Last updated: 2026-07-06
Am I Paying Too Much Rent in the Netherlands? Free Check
Quite possibly, yes. In the Netherlands, most homes scoring up to 186 points on the official points system have a legal maximum rent — €932.93 a month at 143 points, €1,228.07 at 186 points in 2026. Plenty of apartments marketed to internationals are priced above what the rules allow, because landlords bet that newcomers won't check. This 60-second estimate tells you where your home roughly lands, so you know whether it's worth running the full official check.
Check your rent
Answer a few questions about your home and we'll estimate whether your rent is within the legal maximum under the 2026 rules. It takes about a minute.
A few things this estimate does not cover
- This is an estimate, not a legal determination. The WWS points system depends on details we can only approximate.
- New-build homes (recently completed and let for the first time) may charge up to 10% above the maximum for a limited period — this tool does not apply that exception.
- Listed monuments (rijksmonument) can earn extra points that we do not fully account for.
- Only the Huurcommissie’s official check is definitive.
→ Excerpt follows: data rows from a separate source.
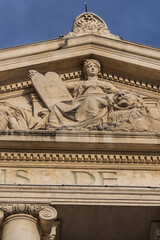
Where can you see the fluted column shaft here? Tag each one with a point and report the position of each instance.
(27, 222)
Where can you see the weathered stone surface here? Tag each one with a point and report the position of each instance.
(90, 23)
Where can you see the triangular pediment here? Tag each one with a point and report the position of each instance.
(127, 67)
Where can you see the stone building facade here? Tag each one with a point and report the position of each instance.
(80, 137)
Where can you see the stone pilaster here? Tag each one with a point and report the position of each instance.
(24, 221)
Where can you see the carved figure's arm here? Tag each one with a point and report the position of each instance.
(109, 88)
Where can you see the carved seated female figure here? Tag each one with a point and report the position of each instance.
(89, 105)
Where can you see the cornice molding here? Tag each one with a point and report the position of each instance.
(79, 158)
(81, 195)
(78, 75)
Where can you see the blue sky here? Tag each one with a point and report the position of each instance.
(28, 21)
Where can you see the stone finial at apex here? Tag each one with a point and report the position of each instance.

If the numbers matter, use it — and if you challenge your rent and win, the €25 fee is refunded.
How this works
The checker uses a simplified version of the woningwaarderingsstelsel (WWS) — the Dutch housing valuation system. It scores your home on the things that matter most: surface area, energy label, WOZ value and a few amenities. That score maps to one of three segments: social (up to 143 points), mid-rent (144–186 points, for contracts signed on or after 1 July 2024) and free sector (187+ points). For the first two, there's a legal cap; for the free sector, there isn't.
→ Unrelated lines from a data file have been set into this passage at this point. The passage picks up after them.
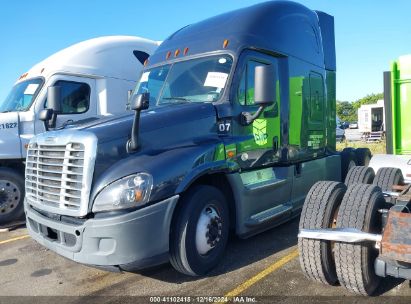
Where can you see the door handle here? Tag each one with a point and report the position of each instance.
(275, 144)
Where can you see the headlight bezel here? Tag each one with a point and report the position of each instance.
(118, 194)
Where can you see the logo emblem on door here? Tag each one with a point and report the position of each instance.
(260, 132)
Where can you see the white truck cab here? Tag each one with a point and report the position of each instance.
(94, 77)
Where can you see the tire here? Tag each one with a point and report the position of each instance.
(201, 207)
(11, 196)
(355, 261)
(387, 177)
(319, 211)
(362, 156)
(347, 161)
(360, 175)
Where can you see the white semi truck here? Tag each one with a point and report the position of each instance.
(93, 78)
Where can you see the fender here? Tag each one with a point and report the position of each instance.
(173, 170)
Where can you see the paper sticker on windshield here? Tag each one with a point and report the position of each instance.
(216, 79)
(31, 89)
(144, 77)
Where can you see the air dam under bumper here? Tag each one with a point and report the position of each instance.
(138, 237)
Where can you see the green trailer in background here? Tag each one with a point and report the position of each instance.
(360, 231)
(398, 88)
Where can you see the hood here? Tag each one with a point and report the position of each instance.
(161, 128)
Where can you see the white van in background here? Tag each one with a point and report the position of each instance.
(93, 78)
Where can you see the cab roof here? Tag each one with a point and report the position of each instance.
(109, 56)
(282, 27)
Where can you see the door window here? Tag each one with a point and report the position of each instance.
(75, 97)
(246, 88)
(316, 98)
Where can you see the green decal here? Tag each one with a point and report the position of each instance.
(260, 131)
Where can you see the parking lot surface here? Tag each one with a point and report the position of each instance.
(264, 268)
Because it's simplified, treat the result as a signal, not a verdict. If it suggests you're overpaying, confirm with the official tools. The Rijksoverheid maximum-rent explainer covers the rules in plain terms, and the huurcommissie's official Rent Check (in English) does the real calculation. For a full points count, use their detailed self-contained check. If you'd rather have a person walk you through it, !WOON gives free tenant advice in English in Amsterdam.
What this doesn't cover
- Rooms with shared facilities — always regulated, but under a separate points table this checker doesn't handle. Use the huurcommissie's room check.
- New-builds delivered after 1 July 2024, which may legally charge up to 10% over the WWS maximum.
- Monuments, which don't get penalised for a poor energy label.
If the estimate says you may be overpaying, the next step is to lower your rent through the huurcommissie. And if it's a rent increase you're worried about, see the 2026 maximum rent increases.
Frequently Asked Questions
How do I know if my rent is too high in the Netherlands?
Your home gets a points score (size, energy label, WOZ value, amenities). Up to 186 points there is a legal maximum rent — in 2026, €932.93 at 143 points and €1,228.07 at 186 points. If you pay more than the maximum for your points, your rent may be too high. This page's checker gives you an estimate in about a minute.
What is the WWS points system?
The woningwaarderingsstelsel (WWS) is the Dutch housing valuation system. It scores your home on surface area, WOZ value, energy label, kitchen, bathroom and outdoor space. The score determines whether your rent is regulated and what the legal maximum is.
Does the maximum rent apply to my contract?
It depends on your points and your contract date. Contracts signed on or after 1 July 2024: regulated up to 186 points. Older contracts: the points rules can only lower your rent if the home scores 143 points or fewer. Homes scoring 187+ points are free sector — no maximum applies.
My apartment is in the free sector. Do I have any protection?
Yes. In 2026 free-sector rent increases are capped at 4.4% per year, increases are allowed at most once per 12 months, and service costs must reflect real costs. You can challenge an excessive increase at the huurcommissie up to 4 months after it takes effect.
What if I rent a room with shared facilities?
Rooms are always rent-regulated, under a separate points table. This checker only covers self-contained homes — use the huurcommissie's official room check instead (linked below the checker).
Is this checker official?
No — it is a simplified estimate of the official calculation, built to tell you in a minute whether the full check is worth your time. The huurcommissie's official Rent Check (available in English) is the authoritative version.